I was shocked that supposedly educated people could fail to think to such an extent. Because if the vaccine is only 90 percent effective, it means that 90 percent of the people who get it will become immune to the virus. The other 10 percent will stay vulnerable. But only two percent out of that lot would die – as is the case now – if all of them get infected. Moreover, if a large percentage of the population – just 75 percent, let alone 90 percent – become immune, then the virus will die out, as it would not be able to circulate freely.


And this would automatically protect the 10 percent that cannot develop immunity. It is not rocket science. We have known this for decades, because almost no vaccine is 100 percent effective. What is shocking is that educated people cannot figure this out. No wonder quack remedies have made this pandemic even worse!

Quack remedies have also made money. And money is at the core of all these interlinked problems. Especially after what happened to money as capital in the 1980s, when gold standards were abandoned and capital was rendered free to rampage around the world as sheer numbers. Digitalization added to this, despite its other benefits. Share markets boomed and fell and boomed and fell and boomed again. Speculation swept the globe.

By the year 2002, hedging operations and speculation were 28 times greater than production and international trading. The ratio has been growing since then. This is a totally new phenomenon in Capitalism: some people are making lots of money without having to produce or trade. No wonder governments are more worried about the share market than vulnerable citizens – workers, traders, producers – dying of COVID 19.

Nation states can no longer control the capital out there. They have to keep pleasing their billionaires who, whether it is USA, India or China, work with global billionaires and corporations. In times of crises, such as 2008 or 2020, governments have to pump money into such corporations. They can get this money only by taxing and surveilling their own citizens, and cutting down on public welfare. Distractions like xenophobia and nationalism help them do so. I am not even running down Capitalism: I am highlighting a gross distortion of what we used to call Capitalism. Let me put this in other terms.

Think of a government that does nothing to protect its people from floods and famines. Not only does it refuse to dam rivers, regulate water flow, provide reservoirs etc. in order to prevent floods and droughts, it also refuses to rescue or rehabilitate people who are devastated by such calamities. All it does is tax people when they use water or sell crops, and employ the funds to buffer the shares of corporations: so that when a corporation needs it, public money is offered to it as a soft loan. Would you say such a government is doing its job?
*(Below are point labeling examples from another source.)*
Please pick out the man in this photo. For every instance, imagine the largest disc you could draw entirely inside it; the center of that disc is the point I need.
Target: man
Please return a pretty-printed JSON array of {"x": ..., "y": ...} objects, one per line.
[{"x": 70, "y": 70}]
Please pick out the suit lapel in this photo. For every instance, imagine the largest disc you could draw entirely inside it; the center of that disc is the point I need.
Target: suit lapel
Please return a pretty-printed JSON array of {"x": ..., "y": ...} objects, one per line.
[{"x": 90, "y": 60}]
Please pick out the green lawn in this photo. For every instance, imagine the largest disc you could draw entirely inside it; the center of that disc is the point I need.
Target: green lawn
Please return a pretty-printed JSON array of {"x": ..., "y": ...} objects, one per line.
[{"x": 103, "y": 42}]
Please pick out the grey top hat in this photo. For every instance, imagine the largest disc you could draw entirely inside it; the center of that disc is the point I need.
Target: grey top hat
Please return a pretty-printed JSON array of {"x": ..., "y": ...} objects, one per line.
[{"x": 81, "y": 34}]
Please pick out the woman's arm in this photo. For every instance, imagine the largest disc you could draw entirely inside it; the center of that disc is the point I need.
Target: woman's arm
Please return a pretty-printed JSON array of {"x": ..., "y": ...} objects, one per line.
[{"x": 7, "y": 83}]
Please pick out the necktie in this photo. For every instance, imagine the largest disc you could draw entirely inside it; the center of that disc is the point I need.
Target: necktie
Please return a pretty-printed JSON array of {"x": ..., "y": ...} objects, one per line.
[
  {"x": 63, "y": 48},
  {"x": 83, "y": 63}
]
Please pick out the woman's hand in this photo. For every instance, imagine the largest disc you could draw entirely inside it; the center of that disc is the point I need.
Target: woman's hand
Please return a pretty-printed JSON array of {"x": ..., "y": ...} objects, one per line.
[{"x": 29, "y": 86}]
Well, that is exactly what has been happening almost all over the world since the 1990s. That is why some people may say that 2020, during which many governments passed the onus of fighting the virus on to their citizens and concentrated their public funds on saving corporations, started sometime in the late 1980s. So, where do we go from here? The answers are clear: we need to call our politicians to account, so that they can call the corporations to account.

But this cannot be done just nationally anymore. Free-floating capital will short-circuit any solely national effort. This requires an international movement, which has to be rooted in national demands for transparent and accountable governance.